The Democratic National Committee quietly funneled more than $20 million in donations to cover Kamala Harris’s 2024 campaign debts while leading donors to believe their money was going toward future elections, according to a report.
Harris’s team sent nearly 100 fundraising emails this year on the DNC’s behalf to urge donors to chip in, with a February email promising that donations would be used to “work immediately toward winning the next set of elections.” None of the solicitations disclosed that the raised funds were essentially earmarked to pay off leftover expenses from Harris’s $1.5 billion failed presidential campaign, the New York Times reported.
“Convincing donors, both big and small, to pay for debts is typically a tough sell,” the Times noted.
Federal records show that the DNC has covered $20.5 million in Harris’s old bills—even though, in the days after the election, Harris’s team insisted that there would be no bills. The campaign’s chief financial officer, Patrick Stauffer, said in November that “there will be no debt” on the DNC’s or Harris’s post-election filings.
“The private agreement was this,” the Times report went on: “The party would pick up the tab for any outstanding 2024 bills, allowing Ms. Harris to claim she did not end the race in debt. In turn, Ms. Harris would raise the money to cover all of those leftover costs, leaving the party whole financially as it sought to navigate the second Trump era.”
While the DNC and Harris struck the arrangement before Ken Martin became DNC chairman this year, Martin has proceeded with the scheme, which is corroborated by four people familiar with the deal as well as Federal Election Commission filings, according to the Times.
The news comes as the DNC has already been reeling for months from financial woes and bitter infighting. A Politico report earlier this month found that the DNC “wildly trails” its Republican counterpart by nearly all fundraising metrics, as donors view the Democratic Party as “rudderless, off message and leaderless.”

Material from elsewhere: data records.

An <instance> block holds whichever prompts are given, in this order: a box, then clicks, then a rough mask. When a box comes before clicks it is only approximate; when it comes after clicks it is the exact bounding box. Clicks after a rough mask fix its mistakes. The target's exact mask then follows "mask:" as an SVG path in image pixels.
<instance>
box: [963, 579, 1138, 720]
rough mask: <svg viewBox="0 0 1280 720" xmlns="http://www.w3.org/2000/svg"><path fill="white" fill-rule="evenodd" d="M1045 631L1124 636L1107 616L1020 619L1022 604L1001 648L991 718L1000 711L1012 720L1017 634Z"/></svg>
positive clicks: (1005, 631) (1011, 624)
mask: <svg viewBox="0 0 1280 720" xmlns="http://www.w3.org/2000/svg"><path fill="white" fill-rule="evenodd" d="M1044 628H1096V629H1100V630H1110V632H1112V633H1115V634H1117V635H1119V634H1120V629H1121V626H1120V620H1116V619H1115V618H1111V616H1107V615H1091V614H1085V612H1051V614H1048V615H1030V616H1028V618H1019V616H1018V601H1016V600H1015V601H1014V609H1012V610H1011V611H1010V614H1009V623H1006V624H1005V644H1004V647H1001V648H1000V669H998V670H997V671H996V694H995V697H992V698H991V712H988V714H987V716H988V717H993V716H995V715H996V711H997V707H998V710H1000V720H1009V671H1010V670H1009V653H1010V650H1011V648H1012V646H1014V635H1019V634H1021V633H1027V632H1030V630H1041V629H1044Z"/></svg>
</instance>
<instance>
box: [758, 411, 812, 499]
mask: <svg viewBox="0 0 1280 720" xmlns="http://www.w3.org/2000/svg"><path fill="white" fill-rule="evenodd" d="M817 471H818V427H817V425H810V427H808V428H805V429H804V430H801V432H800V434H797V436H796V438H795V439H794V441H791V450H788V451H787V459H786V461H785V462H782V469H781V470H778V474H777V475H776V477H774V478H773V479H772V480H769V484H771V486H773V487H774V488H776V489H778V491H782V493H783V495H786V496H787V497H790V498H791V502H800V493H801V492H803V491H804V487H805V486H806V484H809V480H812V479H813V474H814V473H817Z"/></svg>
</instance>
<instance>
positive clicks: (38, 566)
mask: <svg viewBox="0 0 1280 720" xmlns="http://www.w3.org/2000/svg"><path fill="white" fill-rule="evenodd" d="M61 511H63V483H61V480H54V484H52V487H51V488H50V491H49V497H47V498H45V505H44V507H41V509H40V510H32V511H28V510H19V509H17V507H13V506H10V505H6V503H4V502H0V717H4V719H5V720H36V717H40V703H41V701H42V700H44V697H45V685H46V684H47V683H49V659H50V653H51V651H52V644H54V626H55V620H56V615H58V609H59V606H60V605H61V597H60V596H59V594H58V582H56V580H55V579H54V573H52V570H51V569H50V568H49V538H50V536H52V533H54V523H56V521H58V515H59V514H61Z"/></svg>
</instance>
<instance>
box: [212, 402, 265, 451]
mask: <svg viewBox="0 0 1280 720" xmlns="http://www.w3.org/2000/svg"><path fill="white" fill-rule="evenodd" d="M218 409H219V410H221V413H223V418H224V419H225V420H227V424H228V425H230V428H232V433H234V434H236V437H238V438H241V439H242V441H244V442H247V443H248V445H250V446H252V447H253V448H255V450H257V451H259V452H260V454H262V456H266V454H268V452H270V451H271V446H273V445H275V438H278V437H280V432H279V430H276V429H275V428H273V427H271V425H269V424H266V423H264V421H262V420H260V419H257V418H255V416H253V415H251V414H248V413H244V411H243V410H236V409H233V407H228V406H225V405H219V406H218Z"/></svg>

“By the end of June, the RNC had $80 million on hand, compared to $15 million for the DNC,” Politico reported. The fundraising gap has only widened since then, with the DNC reportedly having less cash this summer than at any point in the past five years.

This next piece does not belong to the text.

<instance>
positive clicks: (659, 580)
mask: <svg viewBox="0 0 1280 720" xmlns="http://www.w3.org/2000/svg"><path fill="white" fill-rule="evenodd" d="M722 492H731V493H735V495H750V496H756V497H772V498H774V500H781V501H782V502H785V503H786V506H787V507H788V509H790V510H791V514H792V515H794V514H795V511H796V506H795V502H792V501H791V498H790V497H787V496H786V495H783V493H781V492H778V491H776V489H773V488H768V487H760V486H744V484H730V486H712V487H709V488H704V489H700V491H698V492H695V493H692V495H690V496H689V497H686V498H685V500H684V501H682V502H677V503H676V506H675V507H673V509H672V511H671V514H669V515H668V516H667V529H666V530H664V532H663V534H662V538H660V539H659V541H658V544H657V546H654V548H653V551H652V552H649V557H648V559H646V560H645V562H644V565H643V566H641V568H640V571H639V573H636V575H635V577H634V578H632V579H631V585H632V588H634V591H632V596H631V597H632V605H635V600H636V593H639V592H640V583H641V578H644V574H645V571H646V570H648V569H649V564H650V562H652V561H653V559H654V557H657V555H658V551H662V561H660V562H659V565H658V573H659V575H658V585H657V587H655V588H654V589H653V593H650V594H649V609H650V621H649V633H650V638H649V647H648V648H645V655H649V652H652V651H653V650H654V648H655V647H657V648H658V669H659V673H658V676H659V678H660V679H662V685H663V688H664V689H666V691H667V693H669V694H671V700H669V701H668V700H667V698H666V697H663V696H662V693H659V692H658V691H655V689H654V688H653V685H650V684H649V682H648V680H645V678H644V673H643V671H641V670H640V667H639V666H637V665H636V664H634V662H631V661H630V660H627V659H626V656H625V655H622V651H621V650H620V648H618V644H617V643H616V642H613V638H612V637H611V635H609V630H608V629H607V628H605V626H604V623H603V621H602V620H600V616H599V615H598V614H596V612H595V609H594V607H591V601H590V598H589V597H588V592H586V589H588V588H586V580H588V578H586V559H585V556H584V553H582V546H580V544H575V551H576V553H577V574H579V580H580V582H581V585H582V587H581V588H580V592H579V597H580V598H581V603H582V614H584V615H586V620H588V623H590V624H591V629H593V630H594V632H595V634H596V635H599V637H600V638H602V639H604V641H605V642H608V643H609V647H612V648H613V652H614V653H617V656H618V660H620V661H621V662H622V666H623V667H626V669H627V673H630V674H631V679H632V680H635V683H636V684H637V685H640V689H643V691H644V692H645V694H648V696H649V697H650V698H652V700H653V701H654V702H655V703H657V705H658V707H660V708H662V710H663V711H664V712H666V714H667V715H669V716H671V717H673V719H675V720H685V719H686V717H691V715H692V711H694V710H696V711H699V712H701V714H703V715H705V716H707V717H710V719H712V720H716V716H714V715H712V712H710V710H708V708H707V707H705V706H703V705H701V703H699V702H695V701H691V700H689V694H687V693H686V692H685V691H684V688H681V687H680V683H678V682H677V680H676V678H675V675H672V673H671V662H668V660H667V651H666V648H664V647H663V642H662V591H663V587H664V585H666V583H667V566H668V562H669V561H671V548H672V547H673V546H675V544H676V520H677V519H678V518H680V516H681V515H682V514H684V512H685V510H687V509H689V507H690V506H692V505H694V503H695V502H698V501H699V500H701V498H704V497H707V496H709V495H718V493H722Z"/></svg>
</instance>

Many Democrats, meanwhile, have become increasingly frustrated with Martin’s leadership. In June, one DNC member called Martin “weak and whiny,” while another said the chairman has been “invisible.” The committee ousted vice chair David Hogg in June, after Martin blasted Hogg’s $20 million scheme to fund primary challenges against what he called the party’s “ineffective, asleep-at-the-wheel” incumbents. The turmoil escalated when two of the party’s most influential labor leaders quit their DNC posts, citing the party’s direction under Martin.